Holiday Reading II: Nostalgic Noel
A layout from "Personal Bests," a wide-ranging survey of 1980s art scene figures published in the fall 1985 edition of Canadian Art.
With winter weather hemming in Canadians from coast to coast this week, there’s no better time to pick up a book (or a blog) and escape to another time and place. And so it is that Canadian Art provides a second instalment of our special holiday reading package. In three articles spanning the mid-1980s and early 1990s, one gets a sense of the era’s who’s who, of Nan Hoover’s little-known Canuck connections and of popular reaction to a previous generation of museum renovations.
“Personal Bests” by various authors
Canadian Art, Fall 1985
“Who will survive the turbulent 80s with reputations intact? What would be hauled to safety first if flames threatened to engulf a collection?” These are a just a couple of the questions that the broad-ranging survey article “Personal Bests” tried to answer in 1985. Polling everyone from then-Banff-Centre-head Alvin Balkin and “lawyer Maureen McTeer” to author Pierre Berton and artist Joyce Wieland, “Personal Bests” captures an era in the Canadian art scene.

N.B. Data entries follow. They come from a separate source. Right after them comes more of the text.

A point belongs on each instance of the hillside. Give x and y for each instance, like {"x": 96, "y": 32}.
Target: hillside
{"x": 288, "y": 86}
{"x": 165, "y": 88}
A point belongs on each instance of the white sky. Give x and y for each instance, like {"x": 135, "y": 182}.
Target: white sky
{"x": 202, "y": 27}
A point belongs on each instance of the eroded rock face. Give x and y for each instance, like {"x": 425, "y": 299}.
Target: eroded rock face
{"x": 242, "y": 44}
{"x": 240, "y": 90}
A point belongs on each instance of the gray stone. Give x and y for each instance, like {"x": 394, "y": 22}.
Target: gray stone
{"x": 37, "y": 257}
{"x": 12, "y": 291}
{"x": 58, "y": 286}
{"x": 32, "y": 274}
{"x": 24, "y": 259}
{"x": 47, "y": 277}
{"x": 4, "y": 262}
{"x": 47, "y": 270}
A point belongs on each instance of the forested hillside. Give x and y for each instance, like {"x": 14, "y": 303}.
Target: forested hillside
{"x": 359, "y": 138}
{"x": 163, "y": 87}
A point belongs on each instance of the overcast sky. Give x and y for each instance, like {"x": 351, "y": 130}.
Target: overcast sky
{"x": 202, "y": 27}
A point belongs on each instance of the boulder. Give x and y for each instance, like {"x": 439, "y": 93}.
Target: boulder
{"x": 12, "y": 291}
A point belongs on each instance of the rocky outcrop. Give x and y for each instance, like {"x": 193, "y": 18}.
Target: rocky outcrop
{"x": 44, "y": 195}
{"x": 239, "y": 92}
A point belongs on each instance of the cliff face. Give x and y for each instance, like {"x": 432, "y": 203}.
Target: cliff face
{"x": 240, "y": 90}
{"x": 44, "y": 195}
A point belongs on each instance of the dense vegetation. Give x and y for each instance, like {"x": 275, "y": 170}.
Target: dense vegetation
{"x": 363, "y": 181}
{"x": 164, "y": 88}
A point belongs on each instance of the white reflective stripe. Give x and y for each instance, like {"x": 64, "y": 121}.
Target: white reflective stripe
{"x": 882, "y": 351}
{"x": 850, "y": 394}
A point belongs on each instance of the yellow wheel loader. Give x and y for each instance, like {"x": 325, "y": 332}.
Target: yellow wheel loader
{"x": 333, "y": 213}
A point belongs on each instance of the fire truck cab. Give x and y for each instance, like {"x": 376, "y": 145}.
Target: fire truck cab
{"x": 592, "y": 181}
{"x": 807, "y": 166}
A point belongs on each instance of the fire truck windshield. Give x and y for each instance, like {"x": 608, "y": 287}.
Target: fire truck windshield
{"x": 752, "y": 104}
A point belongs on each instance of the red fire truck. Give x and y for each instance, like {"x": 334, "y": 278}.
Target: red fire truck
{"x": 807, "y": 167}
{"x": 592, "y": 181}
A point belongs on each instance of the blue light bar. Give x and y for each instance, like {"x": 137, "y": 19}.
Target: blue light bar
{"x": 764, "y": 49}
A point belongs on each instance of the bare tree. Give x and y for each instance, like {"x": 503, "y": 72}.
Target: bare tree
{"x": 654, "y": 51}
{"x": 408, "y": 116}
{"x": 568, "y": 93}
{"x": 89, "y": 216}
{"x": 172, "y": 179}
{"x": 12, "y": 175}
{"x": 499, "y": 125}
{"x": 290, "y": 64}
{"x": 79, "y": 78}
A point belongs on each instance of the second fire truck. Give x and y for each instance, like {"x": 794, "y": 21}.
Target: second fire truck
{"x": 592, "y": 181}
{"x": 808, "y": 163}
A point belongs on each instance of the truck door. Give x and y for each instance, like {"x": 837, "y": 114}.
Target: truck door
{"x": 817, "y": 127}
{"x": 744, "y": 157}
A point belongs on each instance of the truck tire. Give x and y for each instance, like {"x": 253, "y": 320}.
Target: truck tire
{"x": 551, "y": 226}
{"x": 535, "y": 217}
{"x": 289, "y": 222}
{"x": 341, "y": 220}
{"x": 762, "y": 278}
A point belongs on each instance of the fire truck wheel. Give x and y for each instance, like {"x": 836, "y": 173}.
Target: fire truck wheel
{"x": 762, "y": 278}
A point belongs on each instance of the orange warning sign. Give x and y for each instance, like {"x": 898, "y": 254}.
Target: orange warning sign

“The Final Frontier” by Richard Rhodes
Canadian Art, Summer 1992
Pioneering video and performance artist Nan Hoover, who passed away in June 2008, exhibited extensively during her 40-year career. But as well shown as the Dutch-American Hoover might have been in Europe and the United States, she also had a little-known Canadian connection. In the early 1990s, Hoover was hired on to create public art in the tiny mining town of Wells, British Columbia. In this article from the summer 1992 edition of Canadian Art, Richard Rhodes looks at the work that Hoover produced in Wells, and explores why the town sought her out.
“The Oedipus Edifice” by Robert Fulford
Canadian Art, Fall 1992
With all the attention surrounding Frank Gehry’s redesign of the Art Gallery of Ontario this fall, it seemed timely to reflect on past assessments of AGO renos. In this article from the fall 1992 edition of Canadian Art, critic Robert Fulford assesses the then-new Barton Myers redesign of the gallery. Along the way, Fulford also provides a useful overview of the AGO’s origins and the succession of architects who have attempted to shape its hallowed halls.